1. CEO Clarifies OpenAI Investment

Nvidia CEO Jensen Huang told reporters in Taipei on February 1 that the company’s previously announced plan to invest up to $100 billion in OpenAI was never a binding commitment. He confirmed that Nvidia will ‘invest one step at a time,’ describing any suggestion that he was unhappy with the partnership as ‘nonsense.’ The original letter of intent, signed in September 2025, underscored Nvidia’s intention to help build OpenAI’s data centers and infrastructure using Nvidia chips, but internal reviews prompted management to emphasize discipline and a phased funding approach.

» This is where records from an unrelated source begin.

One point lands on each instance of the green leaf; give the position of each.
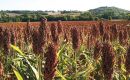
(19, 77)
(33, 69)
(17, 49)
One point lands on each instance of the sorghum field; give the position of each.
(65, 50)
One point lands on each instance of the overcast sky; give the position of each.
(81, 5)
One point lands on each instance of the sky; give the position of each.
(81, 5)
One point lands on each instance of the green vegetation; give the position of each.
(93, 14)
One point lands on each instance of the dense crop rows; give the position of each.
(83, 50)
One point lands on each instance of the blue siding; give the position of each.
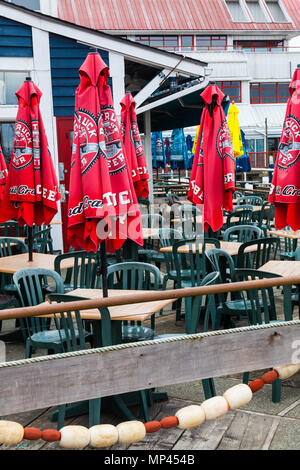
(15, 39)
(66, 58)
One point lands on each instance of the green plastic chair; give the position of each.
(42, 241)
(191, 267)
(241, 216)
(31, 285)
(10, 247)
(265, 217)
(290, 246)
(261, 309)
(148, 251)
(266, 250)
(198, 305)
(190, 226)
(12, 229)
(242, 233)
(251, 200)
(135, 276)
(82, 275)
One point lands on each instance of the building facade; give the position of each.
(51, 51)
(249, 46)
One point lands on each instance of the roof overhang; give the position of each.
(129, 49)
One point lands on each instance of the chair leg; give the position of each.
(208, 388)
(61, 416)
(276, 391)
(94, 412)
(123, 408)
(144, 406)
(246, 378)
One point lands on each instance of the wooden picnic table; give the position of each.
(282, 267)
(285, 234)
(231, 248)
(12, 264)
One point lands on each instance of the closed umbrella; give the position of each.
(285, 188)
(31, 192)
(158, 150)
(178, 154)
(243, 163)
(3, 174)
(103, 208)
(235, 131)
(133, 146)
(213, 176)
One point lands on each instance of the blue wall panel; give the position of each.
(15, 39)
(67, 56)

2. Strategic Stake in CoreWeave

In January 2026, Nvidia injected an additional $2 billion into CoreWeave, raising its equity stake to 11.5%. CoreWeave holds a contracted backlog of $55.6 billion for AI data center capacity and plans to scale to 5 gigawatts of power by 2030. While the partnership promises to convert CoreWeave’s backlog into revenue, analysts warn that its high leverage and $841.4 million in interest expenses year-to-date present execution risks that could pressure margins during rapid expansion.

3. Institutional Accumulation Intensifies

Q3 Asset Management boosted its position in Nvidia shares by 1,504.9% during the third quarter, acquiring 19,232 additional shares to hold a total of 20,510 shares valued at $3.83 million. That move follows Harbor Asset Planning, Winnow Wealth and other funds establishing new stakes, bringing institutional ownership to 65.27%. On the sell side, insiders have sold 1.61 million shares worth $293 million over the last quarter, leaving insider ownership at 4.17%.

4. Record Quarterly Results Strengthen Bull Case

In its November 19 earnings release, Nvidia reported revenue of $57.01 billion, up 62.5% year-over-year, and non-GAAP EPS of $1.30, beating consensus estimates by $0.07. The company delivered a net margin of 53.0% and return on equity of 99.2%. Wall Street currently assigns Nvidia a consensus ‘Buy’ rating, with four Strong Buy, forty-seven Buy and two Hold recommendations, and an average price target of $263.98, reflecting expectations of continued AI-driven growth into 2026.